2004-06-19 00:45:46

by Ashwin Rao

[permalink] [raw]
Subject: Atomic operation for physically moving a page

I want to copy a page from one physical location to
another (taking the appr. locks). To keep the
operation of copying and updation of all ptes and
caches atomic one way proposed by my team members was
to sleep the processes accessing the page.
ptep_to_mm gives us the mm_struct but container_of
cannot help to get to task_struct as it contains a
mm_struct pointer. Is there any way of identifying the
proccess's from the pte_entry.
Is there any way out to solve my original problem of
keeping the whole operation of copying and updation
atomic as this is a bad solution for real time
processes but is there any other way out.

Ashwin




__________________________________
Do you Yahoo!?
New and Improved Yahoo! Mail - Send 10MB messages!
http://promotions.yahoo.com/new_mail


2004-06-19 01:05:21

by Valdis Klētnieks

[permalink] [raw]
Subject: Re: Atomic operation for physically moving a page

On Fri, 18 Jun 2004 17:37:12 PDT, Ashwin Rao <[email protected]> said:
> I want to copy a page from one physical location to
> another (taking the appr. locks).

At the risk of sounding stupid, what problem are you trying to solve by copying
a page? Not only (as you note) could the page be referenced by multiple
processes, it could (conceivably) belong to a kernel slab or something, or be a
buffer for an in-flight I/O request, or any number of other possibly-racy
situations.

If it's only a specific *type* of page, or explaining why you're trying to do
it, or what timing/etc constraints you have (if it's a sufficiently rare(*) case,
it might make sense to just grab the BKL and copy the page with a memcpy().)

(*) Yes, I know the BKL isn't something you want to grab if you can help it.
However, if we're on an unlikely error path or similar and other options aren't suitable...


Attachments:
(No filename) (226.00 B)

2004-06-19 02:44:00

by Dave Hansen

[permalink] [raw]
Subject: Re: Atomic operation for physically moving a page

On Fri, 2004-06-18 at 17:37, Ashwin Rao wrote:
> I want to copy a page from one physical location to
> another (taking the appr. locks).

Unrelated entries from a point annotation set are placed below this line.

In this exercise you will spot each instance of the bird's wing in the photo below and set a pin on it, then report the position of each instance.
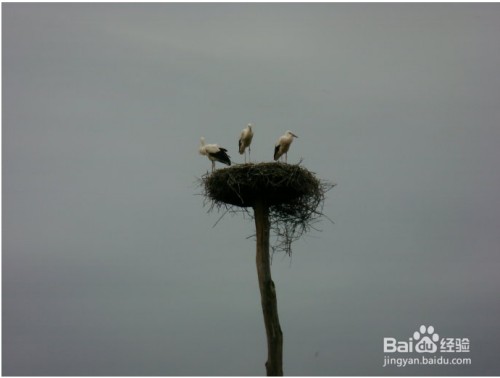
(221, 156)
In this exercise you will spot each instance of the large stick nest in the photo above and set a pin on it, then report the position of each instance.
(293, 194)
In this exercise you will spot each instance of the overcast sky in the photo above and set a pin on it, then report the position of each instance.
(111, 263)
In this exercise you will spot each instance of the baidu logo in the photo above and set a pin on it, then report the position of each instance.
(426, 347)
(427, 340)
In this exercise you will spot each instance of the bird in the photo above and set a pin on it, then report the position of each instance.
(214, 153)
(283, 144)
(245, 141)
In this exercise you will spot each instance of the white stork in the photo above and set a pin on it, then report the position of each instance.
(214, 153)
(283, 144)
(245, 141)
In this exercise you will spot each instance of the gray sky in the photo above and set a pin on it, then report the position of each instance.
(111, 265)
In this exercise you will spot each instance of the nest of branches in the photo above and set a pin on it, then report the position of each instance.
(293, 194)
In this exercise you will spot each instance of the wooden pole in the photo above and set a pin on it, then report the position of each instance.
(274, 364)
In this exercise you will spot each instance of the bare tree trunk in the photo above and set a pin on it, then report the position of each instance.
(274, 364)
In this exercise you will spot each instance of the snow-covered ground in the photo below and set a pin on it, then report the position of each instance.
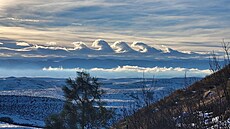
(31, 100)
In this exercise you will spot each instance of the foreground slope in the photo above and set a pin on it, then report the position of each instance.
(205, 104)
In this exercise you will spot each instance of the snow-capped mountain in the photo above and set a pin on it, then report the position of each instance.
(99, 47)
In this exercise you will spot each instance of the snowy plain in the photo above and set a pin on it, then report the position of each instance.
(31, 100)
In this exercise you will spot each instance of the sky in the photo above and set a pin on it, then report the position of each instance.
(196, 25)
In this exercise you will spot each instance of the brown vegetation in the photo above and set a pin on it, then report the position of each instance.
(204, 104)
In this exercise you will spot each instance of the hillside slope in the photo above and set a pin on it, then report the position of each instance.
(205, 104)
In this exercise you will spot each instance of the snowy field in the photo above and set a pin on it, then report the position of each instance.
(31, 100)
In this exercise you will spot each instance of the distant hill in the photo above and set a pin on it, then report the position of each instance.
(204, 104)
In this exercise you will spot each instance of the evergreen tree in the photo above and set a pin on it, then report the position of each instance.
(83, 108)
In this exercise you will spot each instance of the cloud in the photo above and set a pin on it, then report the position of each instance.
(23, 44)
(122, 47)
(144, 48)
(102, 45)
(80, 45)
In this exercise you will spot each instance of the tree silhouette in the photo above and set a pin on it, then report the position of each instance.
(83, 107)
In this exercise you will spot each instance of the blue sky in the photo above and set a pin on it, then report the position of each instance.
(197, 25)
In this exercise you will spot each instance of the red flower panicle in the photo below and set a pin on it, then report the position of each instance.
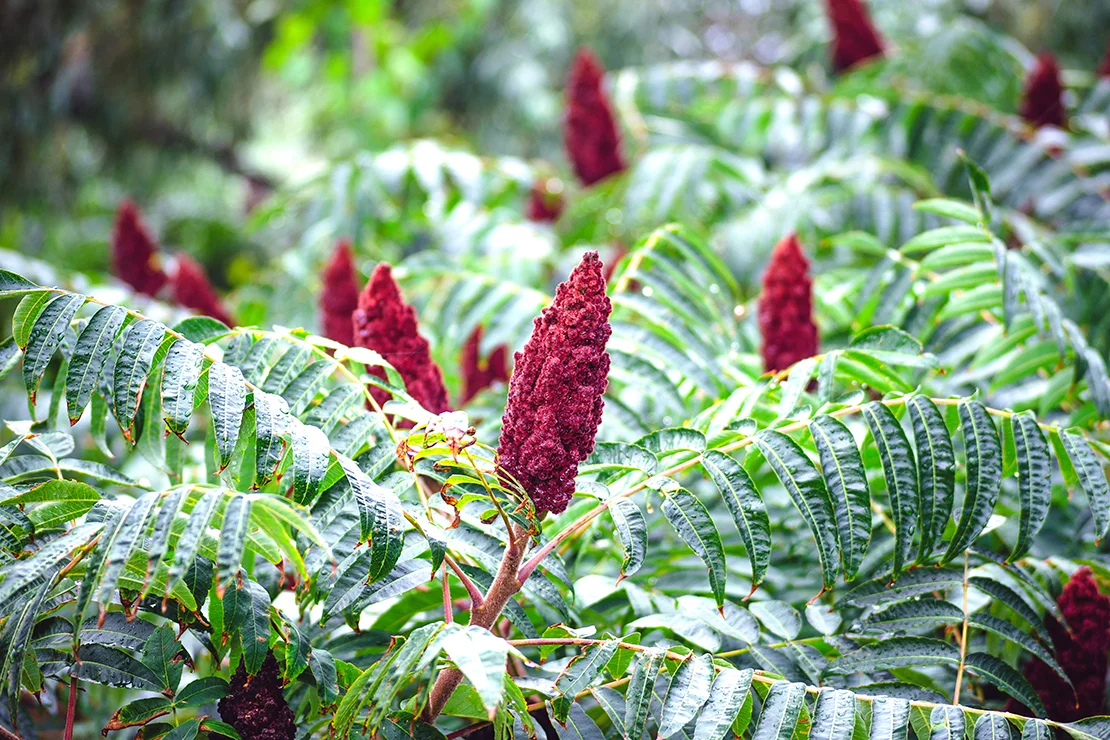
(340, 295)
(255, 706)
(855, 39)
(589, 132)
(786, 307)
(1081, 654)
(1042, 101)
(384, 323)
(134, 253)
(192, 290)
(543, 204)
(478, 375)
(555, 393)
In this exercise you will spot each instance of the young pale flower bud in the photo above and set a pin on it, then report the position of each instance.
(786, 307)
(134, 254)
(1042, 101)
(855, 39)
(255, 706)
(1081, 654)
(192, 290)
(478, 374)
(555, 393)
(384, 323)
(339, 296)
(593, 143)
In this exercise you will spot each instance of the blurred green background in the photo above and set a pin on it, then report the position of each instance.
(200, 110)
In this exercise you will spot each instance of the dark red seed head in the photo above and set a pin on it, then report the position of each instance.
(593, 143)
(786, 307)
(383, 322)
(855, 39)
(555, 393)
(1042, 101)
(339, 296)
(135, 257)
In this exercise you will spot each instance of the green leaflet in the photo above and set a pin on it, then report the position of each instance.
(1035, 473)
(780, 711)
(835, 716)
(638, 697)
(180, 376)
(847, 485)
(689, 689)
(46, 336)
(1005, 678)
(632, 530)
(747, 507)
(133, 362)
(693, 523)
(90, 354)
(726, 698)
(936, 472)
(985, 475)
(900, 474)
(1091, 477)
(226, 399)
(991, 727)
(946, 723)
(889, 719)
(804, 483)
(896, 652)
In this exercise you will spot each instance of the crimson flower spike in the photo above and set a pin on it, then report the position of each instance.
(1081, 652)
(383, 322)
(855, 39)
(1042, 101)
(478, 375)
(786, 307)
(589, 133)
(192, 290)
(134, 254)
(555, 393)
(340, 295)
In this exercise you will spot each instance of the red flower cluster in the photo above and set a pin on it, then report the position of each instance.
(134, 254)
(589, 132)
(786, 307)
(255, 706)
(1042, 101)
(340, 295)
(478, 375)
(555, 394)
(384, 323)
(854, 36)
(1082, 654)
(544, 205)
(192, 290)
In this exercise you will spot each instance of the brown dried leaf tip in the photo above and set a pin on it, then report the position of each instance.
(340, 295)
(384, 323)
(480, 374)
(855, 39)
(593, 143)
(135, 256)
(1042, 101)
(192, 290)
(256, 707)
(555, 393)
(786, 307)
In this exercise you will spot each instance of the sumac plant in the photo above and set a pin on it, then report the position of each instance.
(868, 499)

To keep the
> operation of copying and updation of all ptes and
> caches atomic one way proposed by my team members was
> to sleep the processes accessing the page.

How do you make sure that no more processes begin to access the page
while you're doing your work?

BTW, look at the swap code :)

-- Dave

2004-06-19 02:54:43

by Dave Hansen

[permalink] [raw]
Subject: Re: Atomic operation for physically moving a page

On Fri, 2004-06-18 at 18:03, [email protected] wrote:
> On Fri, 18 Jun 2004 17:37:12 PDT, Ashwin Rao <[email protected]> said:
> > I want to copy a page from one physical location to
> > another (taking the appr. locks).
>
> At the risk of sounding stupid, what problem are you trying to solve by copying
> a page? Not only (as you note) could the page be referenced by multiple
> processes, it could (conceivably) belong to a kernel slab or something, or be a
> buffer for an in-flight I/O request, or any number of other possibly-racy
> situations.

You also have to make sure that the page is something who's physical
address is allowed to change. Some stuff like DMA buffers, or a part of
a hugetlb page might not even be valid to move.

-- Dave

2004-06-19 03:15:40

by Ashwin Rao

[permalink] [raw]
Subject: Atomic operation for physically moving a page (for memory defragmentation)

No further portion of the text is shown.